FL-32

1.6K 188 9
                                    


Dion segera membopong tubuh lemas Aisya menuju kamarnya, air mata sedari tadi di tahannya kini luruh sudah, hatinya remuk redam mengetahui kenyataan bahwa Abi dan Umi mereka sudah tiada. Bagaimana ia bisa menghadapi semua ini? Coba katakan apa yang harus dilakukan olehnya?

Dion merebahkan tubuh Aisya diatas ranjang, wajah Aisya pucat pasi dan Dion benar-benar kalut saat ini. Memang belum ada kepastian yang jelas namun entah kenapa sebagian hati kecilnya merasakan bahwa sesuatu yang buruk memang sudah terjadi. Dion terduduk lemas dilantai dengan tubuhnya bersendar pada ranjang.

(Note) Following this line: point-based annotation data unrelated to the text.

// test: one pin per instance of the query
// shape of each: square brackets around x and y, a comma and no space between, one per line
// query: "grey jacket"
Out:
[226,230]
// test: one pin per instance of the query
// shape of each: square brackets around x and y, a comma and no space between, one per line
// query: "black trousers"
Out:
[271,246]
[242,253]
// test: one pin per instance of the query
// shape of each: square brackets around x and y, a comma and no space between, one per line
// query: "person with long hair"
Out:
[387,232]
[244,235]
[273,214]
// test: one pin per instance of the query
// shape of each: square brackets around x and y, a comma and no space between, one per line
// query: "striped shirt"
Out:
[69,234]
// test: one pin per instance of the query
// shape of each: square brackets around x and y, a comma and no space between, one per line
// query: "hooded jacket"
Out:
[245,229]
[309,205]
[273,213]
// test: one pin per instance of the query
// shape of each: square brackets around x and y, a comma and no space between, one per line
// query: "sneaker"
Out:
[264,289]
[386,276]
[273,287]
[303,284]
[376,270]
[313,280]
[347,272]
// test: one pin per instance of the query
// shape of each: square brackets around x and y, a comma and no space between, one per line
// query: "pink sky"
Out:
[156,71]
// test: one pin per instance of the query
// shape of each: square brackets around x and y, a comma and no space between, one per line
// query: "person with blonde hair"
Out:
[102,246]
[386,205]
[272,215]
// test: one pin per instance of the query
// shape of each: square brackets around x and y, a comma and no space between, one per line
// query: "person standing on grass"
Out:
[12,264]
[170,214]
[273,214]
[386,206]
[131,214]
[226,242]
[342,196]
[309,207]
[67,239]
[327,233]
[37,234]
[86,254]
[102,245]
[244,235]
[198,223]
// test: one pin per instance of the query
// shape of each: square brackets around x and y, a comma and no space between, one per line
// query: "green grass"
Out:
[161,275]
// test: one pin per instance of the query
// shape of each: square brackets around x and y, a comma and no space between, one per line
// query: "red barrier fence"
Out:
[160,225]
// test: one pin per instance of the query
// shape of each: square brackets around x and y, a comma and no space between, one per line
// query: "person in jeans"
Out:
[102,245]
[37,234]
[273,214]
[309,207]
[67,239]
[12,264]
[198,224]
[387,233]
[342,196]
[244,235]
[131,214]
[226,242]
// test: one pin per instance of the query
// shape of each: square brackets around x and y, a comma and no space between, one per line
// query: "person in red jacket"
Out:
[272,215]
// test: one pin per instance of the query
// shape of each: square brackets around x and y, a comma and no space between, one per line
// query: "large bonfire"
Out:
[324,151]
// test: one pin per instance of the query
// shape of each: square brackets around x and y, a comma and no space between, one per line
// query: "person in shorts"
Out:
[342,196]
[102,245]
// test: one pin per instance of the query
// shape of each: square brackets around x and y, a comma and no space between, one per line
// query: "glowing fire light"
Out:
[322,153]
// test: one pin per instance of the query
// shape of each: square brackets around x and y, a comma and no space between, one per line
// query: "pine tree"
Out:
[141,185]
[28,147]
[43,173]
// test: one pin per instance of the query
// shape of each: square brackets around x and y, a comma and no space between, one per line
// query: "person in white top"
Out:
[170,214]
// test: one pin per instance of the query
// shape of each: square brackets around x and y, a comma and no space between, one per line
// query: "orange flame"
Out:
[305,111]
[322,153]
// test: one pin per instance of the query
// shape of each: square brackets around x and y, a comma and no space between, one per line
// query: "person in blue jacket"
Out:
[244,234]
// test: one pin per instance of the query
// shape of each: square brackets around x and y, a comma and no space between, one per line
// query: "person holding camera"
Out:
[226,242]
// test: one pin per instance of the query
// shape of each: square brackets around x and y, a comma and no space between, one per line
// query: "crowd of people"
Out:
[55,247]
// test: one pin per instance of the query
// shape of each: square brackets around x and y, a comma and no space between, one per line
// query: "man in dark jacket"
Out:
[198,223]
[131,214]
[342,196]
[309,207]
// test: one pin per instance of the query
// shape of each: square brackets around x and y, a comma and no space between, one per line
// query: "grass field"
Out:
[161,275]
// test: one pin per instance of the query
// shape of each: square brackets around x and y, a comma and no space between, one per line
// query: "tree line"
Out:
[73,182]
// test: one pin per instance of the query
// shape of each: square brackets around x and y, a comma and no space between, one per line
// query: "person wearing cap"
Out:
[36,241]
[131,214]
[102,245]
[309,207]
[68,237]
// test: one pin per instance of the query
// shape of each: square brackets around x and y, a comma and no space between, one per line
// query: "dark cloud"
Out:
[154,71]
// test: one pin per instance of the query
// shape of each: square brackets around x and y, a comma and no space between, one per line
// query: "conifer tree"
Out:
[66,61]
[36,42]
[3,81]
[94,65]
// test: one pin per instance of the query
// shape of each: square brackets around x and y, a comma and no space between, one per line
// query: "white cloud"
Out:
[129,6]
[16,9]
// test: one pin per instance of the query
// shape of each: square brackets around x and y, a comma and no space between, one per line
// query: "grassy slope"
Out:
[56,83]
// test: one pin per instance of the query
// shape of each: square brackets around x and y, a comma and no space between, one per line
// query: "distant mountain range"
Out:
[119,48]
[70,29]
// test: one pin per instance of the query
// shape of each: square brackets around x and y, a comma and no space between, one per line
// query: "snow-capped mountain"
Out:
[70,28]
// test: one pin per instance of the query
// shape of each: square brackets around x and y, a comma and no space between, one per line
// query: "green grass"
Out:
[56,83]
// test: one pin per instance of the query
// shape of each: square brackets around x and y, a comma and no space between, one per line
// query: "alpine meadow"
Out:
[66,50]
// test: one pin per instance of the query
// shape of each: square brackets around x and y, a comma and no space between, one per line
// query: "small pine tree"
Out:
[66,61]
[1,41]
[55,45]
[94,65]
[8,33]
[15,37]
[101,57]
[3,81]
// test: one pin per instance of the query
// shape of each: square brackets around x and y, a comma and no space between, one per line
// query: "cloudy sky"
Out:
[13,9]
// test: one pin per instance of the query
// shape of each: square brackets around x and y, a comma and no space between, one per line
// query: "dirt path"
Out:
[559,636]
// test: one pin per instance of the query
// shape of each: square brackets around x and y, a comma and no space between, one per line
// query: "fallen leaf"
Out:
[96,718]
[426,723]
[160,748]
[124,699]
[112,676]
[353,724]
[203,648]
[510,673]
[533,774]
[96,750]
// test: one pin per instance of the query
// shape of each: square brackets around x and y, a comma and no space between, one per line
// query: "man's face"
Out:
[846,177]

Bayangan indah masa kecilnya bersama Ali dan Prilly kembali menyeruak, bagaimana Prilly dan Ali menyayanginya bahkan setelah kelahiran Aisya Putri kandung mereka, Ali dan Prilly sama sekali tidak pernah membedakan kasih sayang antara dirinya dan Aisya.

Dion kembali menatap Aisya sebelum beranjak dari duduknya ia mengecup lembut kepala Aisya, "Tenang sayang, Abi dan Umi pasti baik-baik saja."gumamnya sebelum beranjak keluar dari kamar.

Dion kembali keruang tamu mencari handphone miliknya yang ia lempar sembarangan tadi ketika mendapati Aisya pingsan. Dion segera mengambil benda pipih yang terletak disudut sofa, setelah menyalakan handphonenya Dion segera mencari nomor seseorang disana.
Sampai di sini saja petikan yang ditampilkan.